People in front of a building with banners reading "Victory Bonds."

Victory Bond Headquarters in London, 366 Richmond St.
1918. AFC 49.1 RC40006. ARCC.

The Canadian government encouraged Londoners to invest in victory bonds and other patriotic war relief funds. Families left in financial despair due to the absence or death of a uniformed member, would receive this relief money. Victory bonds could be redeemed five, ten or twenty years later and many retailers would accept them as payment. In 1917, a three-week city wide canvas took place, and involved the organisation of over two hundred individuals and sixty canvassers who raised $6,505,600.00 for the Victory Loan campaign.  By war’s end, voluntary giving in London reached an impressive $466,026.20.
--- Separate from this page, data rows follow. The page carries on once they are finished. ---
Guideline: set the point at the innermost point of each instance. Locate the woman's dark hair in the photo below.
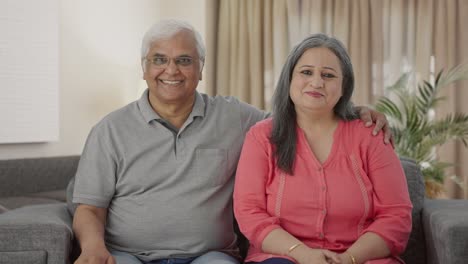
(283, 135)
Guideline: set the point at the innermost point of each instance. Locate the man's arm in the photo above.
(369, 117)
(88, 227)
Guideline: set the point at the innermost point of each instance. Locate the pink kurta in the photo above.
(360, 188)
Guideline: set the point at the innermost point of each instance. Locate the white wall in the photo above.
(99, 63)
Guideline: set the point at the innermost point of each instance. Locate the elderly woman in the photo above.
(312, 185)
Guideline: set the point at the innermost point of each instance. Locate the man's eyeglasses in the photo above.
(163, 61)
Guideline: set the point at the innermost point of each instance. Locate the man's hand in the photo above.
(369, 116)
(96, 257)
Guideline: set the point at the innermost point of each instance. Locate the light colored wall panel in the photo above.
(29, 71)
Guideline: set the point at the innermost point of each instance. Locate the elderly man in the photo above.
(155, 180)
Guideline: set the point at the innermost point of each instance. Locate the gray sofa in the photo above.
(36, 224)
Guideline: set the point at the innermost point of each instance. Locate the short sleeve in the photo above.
(95, 177)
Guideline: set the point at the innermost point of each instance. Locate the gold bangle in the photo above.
(293, 247)
(353, 260)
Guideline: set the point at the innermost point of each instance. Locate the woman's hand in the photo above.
(306, 255)
(369, 117)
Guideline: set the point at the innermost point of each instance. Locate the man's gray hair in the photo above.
(167, 28)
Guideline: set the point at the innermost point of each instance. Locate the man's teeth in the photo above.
(171, 82)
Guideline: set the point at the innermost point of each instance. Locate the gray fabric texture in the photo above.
(2, 208)
(24, 257)
(26, 176)
(446, 226)
(37, 228)
(20, 201)
(168, 192)
(415, 250)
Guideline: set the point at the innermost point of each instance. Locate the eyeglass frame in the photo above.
(176, 60)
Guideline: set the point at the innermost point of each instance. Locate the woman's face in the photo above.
(317, 81)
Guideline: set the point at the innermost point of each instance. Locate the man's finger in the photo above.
(388, 136)
(111, 260)
(380, 123)
(365, 116)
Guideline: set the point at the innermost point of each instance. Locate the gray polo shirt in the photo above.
(168, 192)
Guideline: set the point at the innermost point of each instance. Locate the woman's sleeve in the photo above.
(392, 205)
(250, 201)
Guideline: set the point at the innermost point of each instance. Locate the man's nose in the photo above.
(172, 67)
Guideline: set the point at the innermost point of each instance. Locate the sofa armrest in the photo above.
(40, 231)
(446, 230)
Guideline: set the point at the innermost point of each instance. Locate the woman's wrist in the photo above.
(350, 257)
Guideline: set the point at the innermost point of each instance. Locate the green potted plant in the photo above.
(410, 110)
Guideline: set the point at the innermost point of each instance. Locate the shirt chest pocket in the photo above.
(211, 166)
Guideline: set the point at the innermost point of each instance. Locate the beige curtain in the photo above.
(248, 41)
(250, 45)
(450, 44)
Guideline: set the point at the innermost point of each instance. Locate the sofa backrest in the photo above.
(32, 175)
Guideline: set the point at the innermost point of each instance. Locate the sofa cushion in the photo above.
(446, 225)
(33, 175)
(416, 249)
(59, 195)
(24, 257)
(19, 201)
(37, 228)
(3, 209)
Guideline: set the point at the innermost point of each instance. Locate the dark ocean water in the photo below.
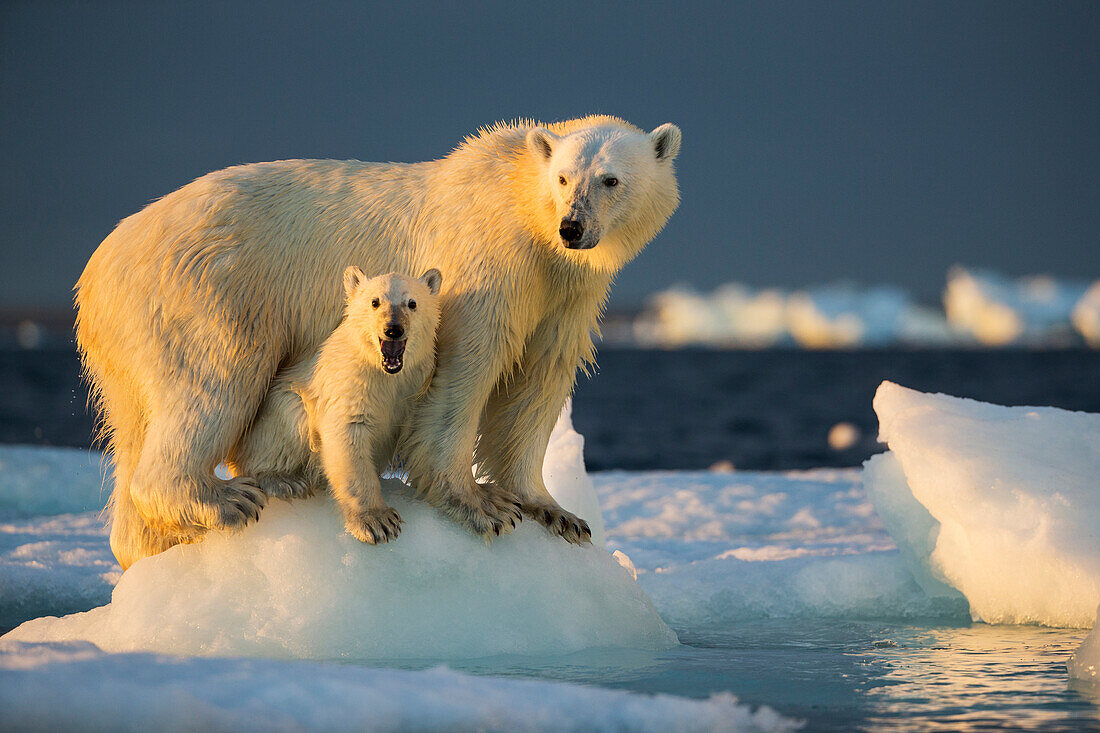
(675, 409)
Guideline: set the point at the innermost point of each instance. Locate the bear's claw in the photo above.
(558, 521)
(284, 485)
(488, 513)
(237, 503)
(375, 526)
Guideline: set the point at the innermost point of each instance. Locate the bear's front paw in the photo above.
(374, 526)
(235, 503)
(285, 485)
(486, 511)
(558, 521)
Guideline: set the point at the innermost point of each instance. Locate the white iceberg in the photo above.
(295, 584)
(997, 310)
(1011, 506)
(1085, 664)
(68, 687)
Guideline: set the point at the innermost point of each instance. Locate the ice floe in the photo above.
(1000, 503)
(75, 686)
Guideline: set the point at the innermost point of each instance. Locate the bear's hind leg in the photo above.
(174, 487)
(275, 450)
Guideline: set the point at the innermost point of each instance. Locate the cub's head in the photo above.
(396, 316)
(609, 186)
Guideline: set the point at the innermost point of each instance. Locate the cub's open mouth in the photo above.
(393, 354)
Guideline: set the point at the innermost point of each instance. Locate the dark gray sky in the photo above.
(873, 142)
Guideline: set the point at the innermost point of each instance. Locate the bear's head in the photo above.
(395, 315)
(611, 186)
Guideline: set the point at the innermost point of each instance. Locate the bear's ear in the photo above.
(353, 277)
(666, 141)
(540, 142)
(433, 280)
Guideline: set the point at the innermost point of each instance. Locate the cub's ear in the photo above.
(666, 141)
(540, 142)
(433, 280)
(353, 277)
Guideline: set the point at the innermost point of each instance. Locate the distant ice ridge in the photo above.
(998, 310)
(826, 317)
(999, 503)
(75, 686)
(980, 308)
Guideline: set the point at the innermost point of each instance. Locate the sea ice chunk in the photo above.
(1012, 498)
(1085, 664)
(295, 584)
(75, 686)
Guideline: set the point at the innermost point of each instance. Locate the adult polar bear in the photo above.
(190, 306)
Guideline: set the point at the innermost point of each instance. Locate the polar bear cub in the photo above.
(339, 411)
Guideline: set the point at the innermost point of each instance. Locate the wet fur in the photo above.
(189, 308)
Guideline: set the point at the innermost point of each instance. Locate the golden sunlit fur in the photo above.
(338, 412)
(188, 308)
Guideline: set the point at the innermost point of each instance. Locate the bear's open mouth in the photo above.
(393, 354)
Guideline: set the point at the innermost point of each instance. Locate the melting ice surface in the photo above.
(784, 589)
(1000, 503)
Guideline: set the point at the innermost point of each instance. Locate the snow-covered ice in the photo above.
(1085, 664)
(1000, 503)
(716, 549)
(711, 550)
(296, 586)
(75, 686)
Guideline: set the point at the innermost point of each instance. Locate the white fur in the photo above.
(338, 411)
(188, 309)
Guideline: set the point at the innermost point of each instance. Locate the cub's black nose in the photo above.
(571, 230)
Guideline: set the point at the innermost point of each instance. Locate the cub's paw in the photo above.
(285, 485)
(559, 522)
(486, 511)
(233, 504)
(374, 526)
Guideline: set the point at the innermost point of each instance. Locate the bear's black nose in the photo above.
(571, 230)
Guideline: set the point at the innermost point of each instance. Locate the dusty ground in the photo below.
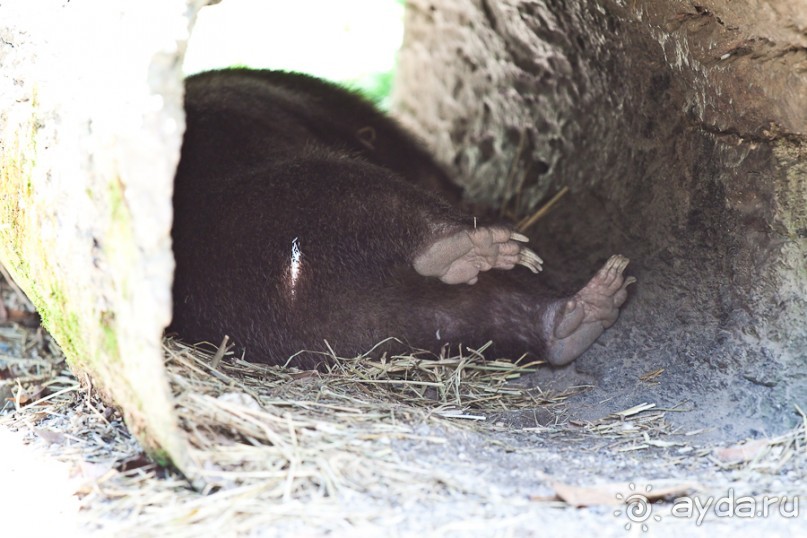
(345, 459)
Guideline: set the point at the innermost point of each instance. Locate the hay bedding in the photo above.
(416, 443)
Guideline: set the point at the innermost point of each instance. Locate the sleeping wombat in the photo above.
(303, 215)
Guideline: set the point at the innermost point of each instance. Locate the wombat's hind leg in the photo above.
(460, 257)
(574, 324)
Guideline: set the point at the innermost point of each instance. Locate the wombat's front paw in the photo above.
(460, 257)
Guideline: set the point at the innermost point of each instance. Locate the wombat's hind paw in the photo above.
(460, 257)
(575, 323)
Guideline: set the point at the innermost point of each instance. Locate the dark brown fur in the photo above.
(271, 159)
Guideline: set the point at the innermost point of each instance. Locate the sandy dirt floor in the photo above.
(346, 454)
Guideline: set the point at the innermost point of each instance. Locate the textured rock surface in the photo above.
(680, 129)
(90, 130)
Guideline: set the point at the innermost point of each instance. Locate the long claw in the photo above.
(515, 236)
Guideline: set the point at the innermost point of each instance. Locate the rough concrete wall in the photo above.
(680, 128)
(90, 129)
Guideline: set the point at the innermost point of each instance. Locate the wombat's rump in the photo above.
(303, 215)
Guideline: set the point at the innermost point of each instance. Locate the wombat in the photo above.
(306, 221)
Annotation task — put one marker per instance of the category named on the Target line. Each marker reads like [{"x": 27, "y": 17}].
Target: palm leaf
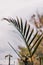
[
  {"x": 38, "y": 42},
  {"x": 25, "y": 27},
  {"x": 19, "y": 26}
]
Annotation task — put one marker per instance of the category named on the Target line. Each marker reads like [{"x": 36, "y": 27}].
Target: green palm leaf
[{"x": 19, "y": 26}]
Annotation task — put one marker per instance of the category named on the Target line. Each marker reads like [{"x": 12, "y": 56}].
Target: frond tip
[{"x": 25, "y": 34}]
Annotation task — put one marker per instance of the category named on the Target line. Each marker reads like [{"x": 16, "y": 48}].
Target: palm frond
[{"x": 19, "y": 26}]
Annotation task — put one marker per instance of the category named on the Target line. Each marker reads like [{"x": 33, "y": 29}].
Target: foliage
[{"x": 24, "y": 31}]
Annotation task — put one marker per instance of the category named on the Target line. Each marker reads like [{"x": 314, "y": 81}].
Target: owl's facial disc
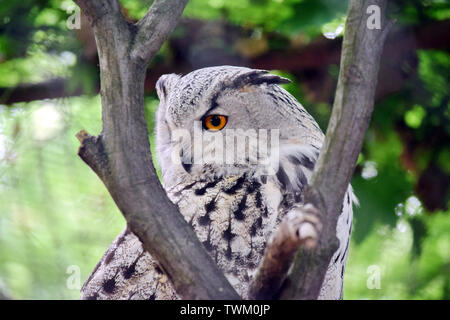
[{"x": 214, "y": 122}]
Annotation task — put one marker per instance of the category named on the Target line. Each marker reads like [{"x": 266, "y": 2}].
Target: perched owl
[{"x": 233, "y": 195}]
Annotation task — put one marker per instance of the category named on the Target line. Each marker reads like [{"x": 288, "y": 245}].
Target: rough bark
[
  {"x": 121, "y": 157},
  {"x": 352, "y": 110}
]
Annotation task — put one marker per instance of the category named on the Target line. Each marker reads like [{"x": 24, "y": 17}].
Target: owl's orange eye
[{"x": 214, "y": 122}]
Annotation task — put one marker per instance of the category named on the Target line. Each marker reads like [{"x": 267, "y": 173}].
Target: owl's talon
[{"x": 304, "y": 221}]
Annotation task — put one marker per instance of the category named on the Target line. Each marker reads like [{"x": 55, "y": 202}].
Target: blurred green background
[{"x": 56, "y": 217}]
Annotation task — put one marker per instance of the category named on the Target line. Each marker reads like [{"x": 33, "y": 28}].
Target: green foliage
[{"x": 55, "y": 212}]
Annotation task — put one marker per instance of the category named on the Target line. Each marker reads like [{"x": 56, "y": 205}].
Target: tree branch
[
  {"x": 352, "y": 109},
  {"x": 121, "y": 157}
]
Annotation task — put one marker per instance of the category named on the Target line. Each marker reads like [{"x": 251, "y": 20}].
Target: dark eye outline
[{"x": 223, "y": 120}]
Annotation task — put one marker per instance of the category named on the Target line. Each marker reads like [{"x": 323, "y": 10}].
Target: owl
[{"x": 236, "y": 151}]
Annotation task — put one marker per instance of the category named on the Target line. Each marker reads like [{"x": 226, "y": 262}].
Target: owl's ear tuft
[
  {"x": 165, "y": 84},
  {"x": 257, "y": 77}
]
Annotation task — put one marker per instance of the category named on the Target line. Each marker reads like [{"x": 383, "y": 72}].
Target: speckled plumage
[{"x": 232, "y": 207}]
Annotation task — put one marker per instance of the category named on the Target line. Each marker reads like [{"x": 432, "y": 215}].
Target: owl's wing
[
  {"x": 295, "y": 169},
  {"x": 126, "y": 271}
]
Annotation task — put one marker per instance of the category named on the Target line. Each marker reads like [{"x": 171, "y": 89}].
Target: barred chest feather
[{"x": 233, "y": 218}]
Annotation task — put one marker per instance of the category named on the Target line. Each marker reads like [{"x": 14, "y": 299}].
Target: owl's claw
[{"x": 305, "y": 223}]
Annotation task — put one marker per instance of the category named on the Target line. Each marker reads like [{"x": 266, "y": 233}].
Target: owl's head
[{"x": 214, "y": 122}]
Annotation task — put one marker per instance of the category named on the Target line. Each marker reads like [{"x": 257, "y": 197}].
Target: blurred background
[{"x": 57, "y": 218}]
However, monetary programs were not the only aid within the city. The Red Cross distributed supplies, shipped care packages, and promoted rationing throughout the country. Lilian Beck, Sir Adam Beck’s wife, ran the London head office, and worked alongside many prominent women. The YMCA also provided aid, however it focused on recreational and religious activities for the soldiers in the city. This included a wide variety of services, from refreshment stands to barber shops in tents at Carling Heights. In 1916, more than 10,000 men used these resources at the training camp.

Black and white photograph in a factory; in front, 2 women are working behind an industrial machine. Other characters, women and men, in the background.

Women Working in McCormick Biscuit Factory
1915. AFC 341, Hines’ Studio Collection, S8-I21, Western Archives, Western University. Accessed 27 March 2017.